§ 27: Projective pencils on a conic

If X, Y, A, B, C, D are points on a conic J, then J is the conic generated by the projectivity φ from X onto Y with φ(XA) = YA, φ(XB) = YB, φ(XC) = YC. We also have φ(XD) = YD.
Hence (XA, XB; XC, XD) = (YA, YB; YC, YD), so we can define:

Definition: The cross ratio of four points A, B, C, D on a conic J is the number (XA, XB; XC, XD), with X on J arbitrary.

Definition: A projectivity from a conic J onto itself is a bijection from J onto J that preserves cross ratio.

Fundamental Theorem: Given three points A, B, C on a conic J and three points A ', B ', C ' on J.
Then there exists exactly one projectivity φ: JJ with φ(A) = A ', φ(B) = B ', φ(C) = C '.

i) Existence:
Choose D on J. Let ψ be the projectivity from the pencil of lines D onto D with ψ(DA) = DA ', ψ(DB) = DB ', ψ(DC) = DC '. Define φ as follows: for X on J, let φ(X) be the intersection point unequal to D of ψ(DX) and J. Check that this φ meets the requirements.
ii) Unicity:
Suppose φ1 and φ2 both meet the requirements.
Then we have for X on J: (A, B; C, X) = (φ1(A), φ1(B); φ1(C), φ1(X)) = (A ', B ' ; C ', φ1(X)), and likewise: (A, B; C, X) = (A ', B ' ; C ', φ2(X)).
So (DA, DB; DC, DX) = (DA ', DB ' ; DC ', Dφ1(X)) = (DA ', DB ' ; DC ', Dφ2(X)).
So Dφ1(X)) = Dφ2(X)), and since φ1(X)) and φ2(X)) both lie on J, it follows that φ1(X) = φ2(X).

Note: If P is a point, then the mapping that, for X on J, maps X to the other intersection point of PX and J, is in general not a projectivity.

Theorem of Steiner: Let J be a conic and φ a projectivity from J onto J.
Then all the points Xφ(Y). Yφ(X), with X, Y on J, lie on one and the same line (the Pascal line of φ).

Proof: Choose three points A, B, C on J. We are going to prove that, for X and Y on J, Xφ(Y). Yφ(X) lies on the Pascal line of hexagon ABCφ(A)φ(B)φ(C).
Let ψ be the projectivity from the pencil of lines A onto the pencil of lines φ(A) with ψ(Aφ(B)) = φ(A)B, ψ(Aφ(C)) = φ(A)C, ψ(Aφ(A)) = φ(A)A.
Since Aφ(A) is invariant, this is a perspectivity whose axis is the line through Aφ(B)).φ(A)B and Aφ(C)).φ(A)C, this is the Pascal line of hexagon ABCφ(A)φ(B)φ(C).
Since (B, C; A, X) = (φ(B), φ(C); φ(A), φ(X)), we have (φ(A)B, φ(A)C; φ(A)A, φ(A)X)) = (Aφ(B), Aφ(C); Aφ(A), Aφ(X)).
So, since ψ preserves cross ratio, and because of O38, we find ψ(Aφ(X)) = φ(A)X.
This implies that Aφ(X).
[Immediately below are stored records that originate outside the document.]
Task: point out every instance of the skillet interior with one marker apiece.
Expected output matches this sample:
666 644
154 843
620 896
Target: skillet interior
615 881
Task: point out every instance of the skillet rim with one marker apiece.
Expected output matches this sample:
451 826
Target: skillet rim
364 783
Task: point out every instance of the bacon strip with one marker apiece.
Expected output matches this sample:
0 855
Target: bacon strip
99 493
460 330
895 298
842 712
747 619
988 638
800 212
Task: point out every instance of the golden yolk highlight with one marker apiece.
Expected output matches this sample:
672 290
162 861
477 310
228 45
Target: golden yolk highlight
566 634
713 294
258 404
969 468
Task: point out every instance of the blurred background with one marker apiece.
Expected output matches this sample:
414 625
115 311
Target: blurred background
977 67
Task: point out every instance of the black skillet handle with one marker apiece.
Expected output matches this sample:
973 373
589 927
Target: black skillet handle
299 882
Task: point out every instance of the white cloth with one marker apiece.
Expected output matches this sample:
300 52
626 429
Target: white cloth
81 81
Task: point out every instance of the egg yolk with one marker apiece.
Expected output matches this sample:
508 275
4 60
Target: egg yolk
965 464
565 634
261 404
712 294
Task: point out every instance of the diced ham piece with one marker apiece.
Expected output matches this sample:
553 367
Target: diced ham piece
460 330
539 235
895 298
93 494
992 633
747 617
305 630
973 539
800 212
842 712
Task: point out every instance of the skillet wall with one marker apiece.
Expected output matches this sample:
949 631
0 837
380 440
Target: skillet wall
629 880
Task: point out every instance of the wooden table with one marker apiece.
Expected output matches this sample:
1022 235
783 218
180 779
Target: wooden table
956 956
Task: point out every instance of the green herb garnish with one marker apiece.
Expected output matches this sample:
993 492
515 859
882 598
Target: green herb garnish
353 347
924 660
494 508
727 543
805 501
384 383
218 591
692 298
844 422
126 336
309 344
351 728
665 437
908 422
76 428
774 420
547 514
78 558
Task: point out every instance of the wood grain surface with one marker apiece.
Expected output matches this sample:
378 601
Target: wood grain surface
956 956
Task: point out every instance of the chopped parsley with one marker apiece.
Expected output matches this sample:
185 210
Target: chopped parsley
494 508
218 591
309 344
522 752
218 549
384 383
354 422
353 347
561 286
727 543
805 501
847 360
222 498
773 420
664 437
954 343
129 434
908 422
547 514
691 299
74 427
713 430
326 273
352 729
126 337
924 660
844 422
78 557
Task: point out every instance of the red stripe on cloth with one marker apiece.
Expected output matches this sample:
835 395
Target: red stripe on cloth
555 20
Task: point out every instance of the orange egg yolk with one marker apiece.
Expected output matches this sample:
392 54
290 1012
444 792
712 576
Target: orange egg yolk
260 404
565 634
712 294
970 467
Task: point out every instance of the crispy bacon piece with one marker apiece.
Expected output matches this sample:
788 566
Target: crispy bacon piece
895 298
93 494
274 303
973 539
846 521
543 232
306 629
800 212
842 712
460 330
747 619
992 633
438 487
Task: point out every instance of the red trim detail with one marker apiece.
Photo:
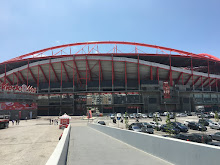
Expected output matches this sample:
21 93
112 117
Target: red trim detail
182 53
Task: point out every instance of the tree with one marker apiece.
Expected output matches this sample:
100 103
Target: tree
175 117
126 120
216 116
168 125
156 120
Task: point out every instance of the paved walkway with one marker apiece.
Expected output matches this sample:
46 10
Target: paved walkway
88 146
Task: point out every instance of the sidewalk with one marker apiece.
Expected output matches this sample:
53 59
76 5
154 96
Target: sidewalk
88 146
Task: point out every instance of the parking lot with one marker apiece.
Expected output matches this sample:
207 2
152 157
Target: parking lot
110 123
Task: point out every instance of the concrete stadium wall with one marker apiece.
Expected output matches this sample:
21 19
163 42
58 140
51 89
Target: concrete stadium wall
172 150
59 155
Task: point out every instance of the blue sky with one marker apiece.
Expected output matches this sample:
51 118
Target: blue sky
28 25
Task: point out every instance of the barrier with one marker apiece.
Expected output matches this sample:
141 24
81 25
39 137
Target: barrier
59 156
172 150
Xφ(A) lies on the Pascal line of hexagon ABCφ(A)φ(B)φ(C).
Likewise we deduce that Aφ(Y). Yφ(A) lies on that line.
Now if we apply the theorem of Pascal to hexagon AXYφ(A)φ(X)φ(Y), then we see that Xφ(Y). Yφ(X) also lies on the same line.

O102 Study the two texts in in the answers of this problem. Together, they form an application of the theory above.

O103 Given two triangles ABC and UWV. Construct triangle PQR whose sides go through U, V and W and whose vertices lie on the sides of triangle ABC.